Chile is a long, narrow country stretching along South America's western edge, with more than 6,000km of Pacific Ocean coastline. Santiago, its capital, sits in a valley surrounded by the Andes and Chilean Coast Range mountains. The city's palm-lined Plaza de Armas contains the neoclassical cathedral and the National History Museum. The massive Parque Metropolitano offers swimming pools, a botanical garden and zoo.

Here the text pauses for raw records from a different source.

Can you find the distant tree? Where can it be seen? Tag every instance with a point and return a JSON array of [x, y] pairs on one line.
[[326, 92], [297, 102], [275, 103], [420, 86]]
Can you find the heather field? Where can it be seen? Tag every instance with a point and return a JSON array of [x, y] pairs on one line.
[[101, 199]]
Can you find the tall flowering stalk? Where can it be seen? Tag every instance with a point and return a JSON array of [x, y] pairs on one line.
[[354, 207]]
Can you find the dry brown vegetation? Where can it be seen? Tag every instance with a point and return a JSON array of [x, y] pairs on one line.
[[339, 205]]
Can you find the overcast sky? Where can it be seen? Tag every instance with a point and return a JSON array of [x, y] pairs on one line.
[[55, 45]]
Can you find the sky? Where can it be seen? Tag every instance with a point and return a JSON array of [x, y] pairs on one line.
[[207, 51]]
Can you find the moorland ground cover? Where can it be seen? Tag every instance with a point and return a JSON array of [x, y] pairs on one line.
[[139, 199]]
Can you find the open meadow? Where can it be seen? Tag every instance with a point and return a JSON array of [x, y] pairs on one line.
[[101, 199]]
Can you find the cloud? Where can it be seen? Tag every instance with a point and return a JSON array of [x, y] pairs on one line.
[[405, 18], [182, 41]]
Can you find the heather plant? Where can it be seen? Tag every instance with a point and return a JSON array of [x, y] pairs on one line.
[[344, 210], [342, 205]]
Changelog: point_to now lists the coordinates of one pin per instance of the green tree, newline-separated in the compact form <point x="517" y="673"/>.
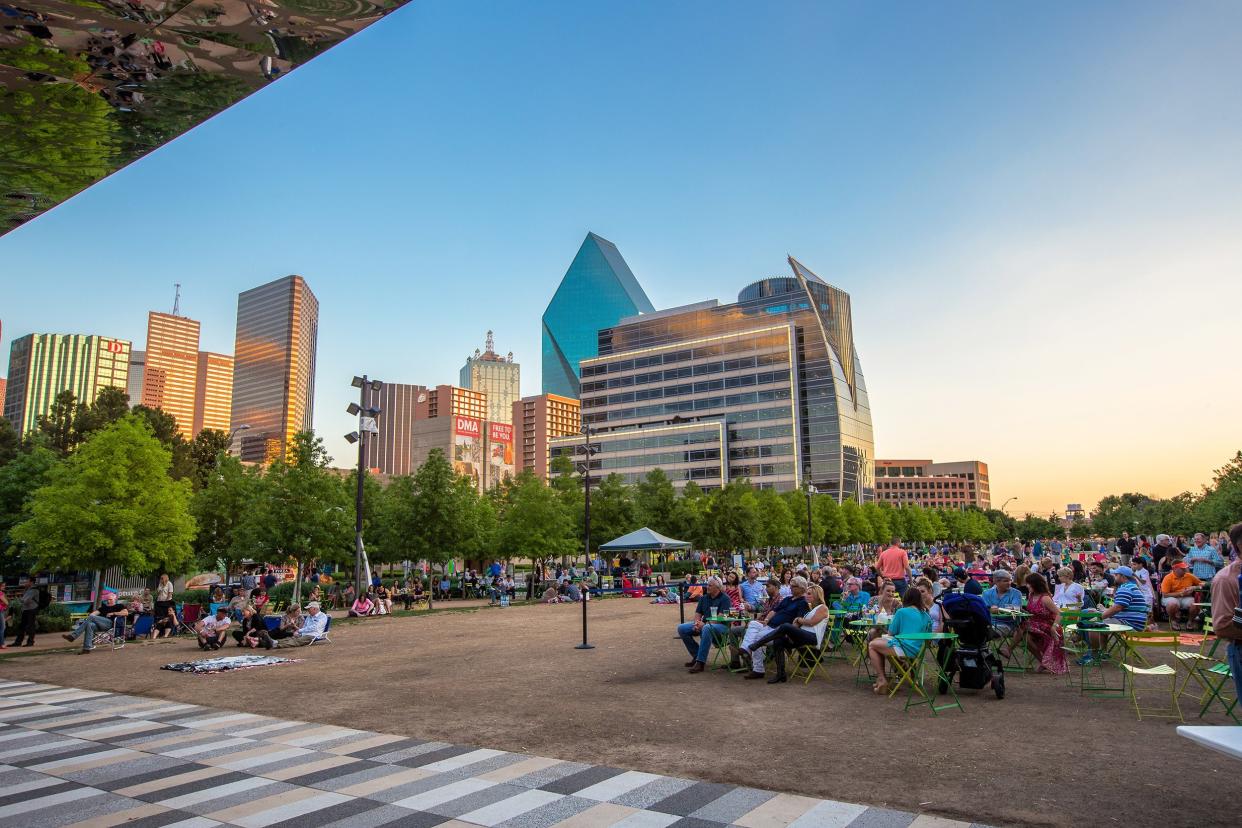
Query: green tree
<point x="656" y="503"/>
<point x="298" y="512"/>
<point x="111" y="504"/>
<point x="535" y="524"/>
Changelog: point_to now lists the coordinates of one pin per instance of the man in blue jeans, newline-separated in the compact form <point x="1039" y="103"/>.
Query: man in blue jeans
<point x="102" y="620"/>
<point x="1226" y="610"/>
<point x="713" y="602"/>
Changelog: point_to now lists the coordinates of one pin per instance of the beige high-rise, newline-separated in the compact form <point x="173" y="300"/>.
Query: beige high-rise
<point x="172" y="371"/>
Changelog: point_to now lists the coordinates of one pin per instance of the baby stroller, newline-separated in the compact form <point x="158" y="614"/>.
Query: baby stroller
<point x="973" y="661"/>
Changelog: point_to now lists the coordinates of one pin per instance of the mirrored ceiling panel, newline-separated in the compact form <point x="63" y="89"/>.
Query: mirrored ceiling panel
<point x="87" y="87"/>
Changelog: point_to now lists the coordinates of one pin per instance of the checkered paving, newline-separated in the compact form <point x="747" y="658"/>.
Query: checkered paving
<point x="85" y="757"/>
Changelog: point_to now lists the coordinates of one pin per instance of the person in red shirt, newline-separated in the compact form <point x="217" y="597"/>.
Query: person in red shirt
<point x="894" y="565"/>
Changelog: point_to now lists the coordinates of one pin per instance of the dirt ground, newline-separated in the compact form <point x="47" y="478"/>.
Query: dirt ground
<point x="511" y="679"/>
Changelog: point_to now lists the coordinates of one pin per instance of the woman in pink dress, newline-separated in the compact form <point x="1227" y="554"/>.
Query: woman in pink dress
<point x="1042" y="628"/>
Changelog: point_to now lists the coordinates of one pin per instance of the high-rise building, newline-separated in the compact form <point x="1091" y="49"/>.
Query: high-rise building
<point x="596" y="292"/>
<point x="273" y="366"/>
<point x="170" y="373"/>
<point x="535" y="421"/>
<point x="137" y="369"/>
<point x="938" y="486"/>
<point x="213" y="392"/>
<point x="768" y="389"/>
<point x="42" y="365"/>
<point x="391" y="450"/>
<point x="494" y="375"/>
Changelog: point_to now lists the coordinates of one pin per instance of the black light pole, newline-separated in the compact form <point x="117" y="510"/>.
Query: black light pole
<point x="367" y="416"/>
<point x="586" y="450"/>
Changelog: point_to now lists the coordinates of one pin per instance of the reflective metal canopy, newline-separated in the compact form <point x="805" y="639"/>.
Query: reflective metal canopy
<point x="88" y="86"/>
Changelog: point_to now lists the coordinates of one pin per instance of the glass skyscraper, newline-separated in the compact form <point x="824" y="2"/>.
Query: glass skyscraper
<point x="273" y="366"/>
<point x="768" y="389"/>
<point x="598" y="291"/>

Drunk on Too Much Life (2021)
A love letter from the filmmaker and her husband to their daughter Corrina, "Drunk on Too Much Life" poetically and intimately captures Corrina's journey, at the age of 21, from the confines of locked down psych wards and diagnostic labels towards expansive worlds of creativity, community, connection and greater meaning. A complex and intimate family portrait of resilience and discovery, the film follows Corrina as she comes against the limitations of the mainstream psychiatric perspective in her search for a different language and more enriched story to understand her extreme psychic experiences. "Drunk on Too Much Life" seeks a holistic way of not only treating what gets called mental illness, but re-conceptualizing it as well. The film shines a light on the crooked beauty, the extreme sensitivity and creative expression contained within states of madness.